From: Prarit Bhargava <prarit@redhat.com>
To: Andrew Morton <akpm@linux-foundation.org>
Cc: linux-kernel@vger.kernel.org, Jonathan Corbet <corbet@lwn.net>,
Rusty Russell <rusty@rustcorp.com.au>,
"H. Peter Anvin" <hpa@zytor.com>, Andi Kleen <ak@linux.intel.com>,
Masami Hiramatsu <masami.hiramatsu.pt@hitachi.com>,
Vivek Goyal <vgoyal@redhat.com>,
linux-doc@vger.kernel.org
Subject: Re: [PATCH] kernel, add bug_on_warn
Date: Mon, 20 Oct 2014 20:54:03 -0400 [thread overview]
Message-ID: <5445AEAB.6080200@redhat.com> (raw)

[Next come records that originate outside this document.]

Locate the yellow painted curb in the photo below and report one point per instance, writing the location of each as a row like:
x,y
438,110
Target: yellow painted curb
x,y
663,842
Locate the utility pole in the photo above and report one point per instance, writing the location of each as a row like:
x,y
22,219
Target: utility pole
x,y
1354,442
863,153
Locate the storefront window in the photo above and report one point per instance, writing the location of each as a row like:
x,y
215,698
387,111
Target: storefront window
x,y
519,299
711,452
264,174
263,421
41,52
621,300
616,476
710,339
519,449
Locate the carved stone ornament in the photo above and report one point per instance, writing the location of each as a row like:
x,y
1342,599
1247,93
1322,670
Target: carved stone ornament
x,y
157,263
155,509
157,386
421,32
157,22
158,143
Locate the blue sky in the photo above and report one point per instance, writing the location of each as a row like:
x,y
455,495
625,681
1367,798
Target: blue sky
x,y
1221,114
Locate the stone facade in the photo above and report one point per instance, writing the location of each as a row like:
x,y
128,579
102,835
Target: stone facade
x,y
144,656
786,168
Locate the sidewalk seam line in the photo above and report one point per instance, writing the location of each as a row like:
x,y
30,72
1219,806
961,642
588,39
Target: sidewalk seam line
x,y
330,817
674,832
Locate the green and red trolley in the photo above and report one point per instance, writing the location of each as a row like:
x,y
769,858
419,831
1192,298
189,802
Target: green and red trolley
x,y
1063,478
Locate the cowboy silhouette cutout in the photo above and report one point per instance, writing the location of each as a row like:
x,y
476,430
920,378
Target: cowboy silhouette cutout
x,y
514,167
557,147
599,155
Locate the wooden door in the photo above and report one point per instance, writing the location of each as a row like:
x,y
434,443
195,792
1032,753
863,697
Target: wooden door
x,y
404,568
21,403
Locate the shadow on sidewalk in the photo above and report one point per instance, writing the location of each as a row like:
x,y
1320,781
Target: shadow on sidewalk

In-Reply-To: <20141020152448.c50fa1855d451f4bba0f6f92@linux-foundation.org>
On 10/20/2014 06:24 PM, Andrew Morton wrote:
> On Mon, 20 Oct 2014 08:00:20 -0400 Prarit Bhargava <prarit@redhat.com> wrote:
>
>> There have been several times where I have had to rebuild a kernel to
>> cause a panic when hitting a WARN() in the code in order to get a crash
>> dump from a system. Sometimes this is easy to do, other times (such as
>> in the case of a remote admin) it is not trivial to send new images to the
>> user.
>>
>> A much easier method would be a switch to change the WARN() over to a
>> BUG(). This makes debugging easier in that I can now test the actual
>> image the WARN() was seen on and I do not have to engage in remote
>> debugging.
>>
>> This patch adds a bug_on_warn kernel parameter, which calls BUG() in the
>> warn_slowpath_common() path. The function will still print out the
>> location of the warning.
>>
>> Successfully tested by me.
>
> Looks nice and simple and useful. However I suspect you're exclusively
> focussed on "I want a crash dump" and things haven't been fully thought
> through.
>
> - Do you have any example WARN->BUG console output at hand? I'd like
> to check for missing or duplicated info.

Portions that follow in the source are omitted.